Happy June, everyone!  Today I took a drive over to Bisbee to check out their Farmers' Market.  I've only been to the one here in S.V.  It's on Thursdays, which makes it sometimes hard to get to when I'm busy at work.  The Bisbee market is pretty nice.  I got a good haul today.  I picked up some meat from Sky Island/47 Brand and San Ysidro Farms--the people are great!  They raise animals humanely and healthfully.  Happy cows (and pigs and lambs) make for healthier meat, in my opinion.

     From the Elfrida Community Garden stand, I got a variety of radishes and a giant rainbow beet.  I also picked up some French shallots and purple garlic.  I'll have to think of something yummy to make with these.

     When I got home, I was pretty hungry, so I made myself some lunch.  I had a lovely grass-fed beef steak that I thawed a couple of days ago and some fresh green beans I bought last weekend, both of which needed to be eaten.  I boiled the green beans until they were just cooked then drained them and sauteed them in a pan with a little garlic olive oil.  I put them in the oven to keep warm while I made the steak.  Just salt & pepper and a little garlic.  When the steak was medium-well, I put it on the plate with the green beans and topped it with a little gremolata butter.  I only managed to eat about half of it before I was full.

     What is gremolata butter, you ask?  Well, it's a compound butter made with  a mixture of minced garlic, chopped flat-leaf parsley, and lemon zest.  It is delicious sprinkled on meat, especially lamb.  I first heard of a gremolata when I made an amazing recipe for red-wine braised lamb shanks I found on Epicurious.

     This gremolata butter recipe came from Rachel Ray via my Pinterest Cooking board.

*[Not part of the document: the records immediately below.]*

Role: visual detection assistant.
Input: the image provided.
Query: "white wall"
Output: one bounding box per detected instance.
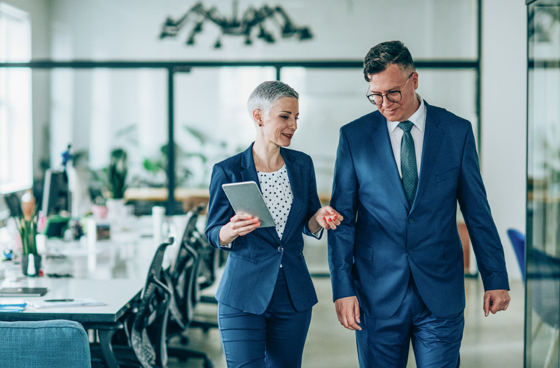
[0,0,526,278]
[481,0,527,279]
[0,0,51,178]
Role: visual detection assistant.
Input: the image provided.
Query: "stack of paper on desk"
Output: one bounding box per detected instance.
[33,298,105,309]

I've pinned over 100 things to my cooking board and have made fewer than 5 of the recipes, so I'm trying to remedy that.  Tomorrow or perhaps later in the week I will be making a recipe for pesto chicken I pinned about a month ago.  The recipe calls for lemon juice in addition to the zest.  I was doubtful for 2 reasons: 1) mixing liquid into butter can be difficult and 2) I thought the juice would make the butter too tart.  Alas, I was right to be concerned.  This wasn't a total fail, but it wasn't a success either.  I didn't find it too hard to get the juice mixed in, but it did overwhelm the other flavors and make the butter too lemony.  I may try softening the butter again and adding more butter, garlic, and parsley to see if it tastes better.

I hope everyone is having a wonderful weekend.  More dinner reports later this week.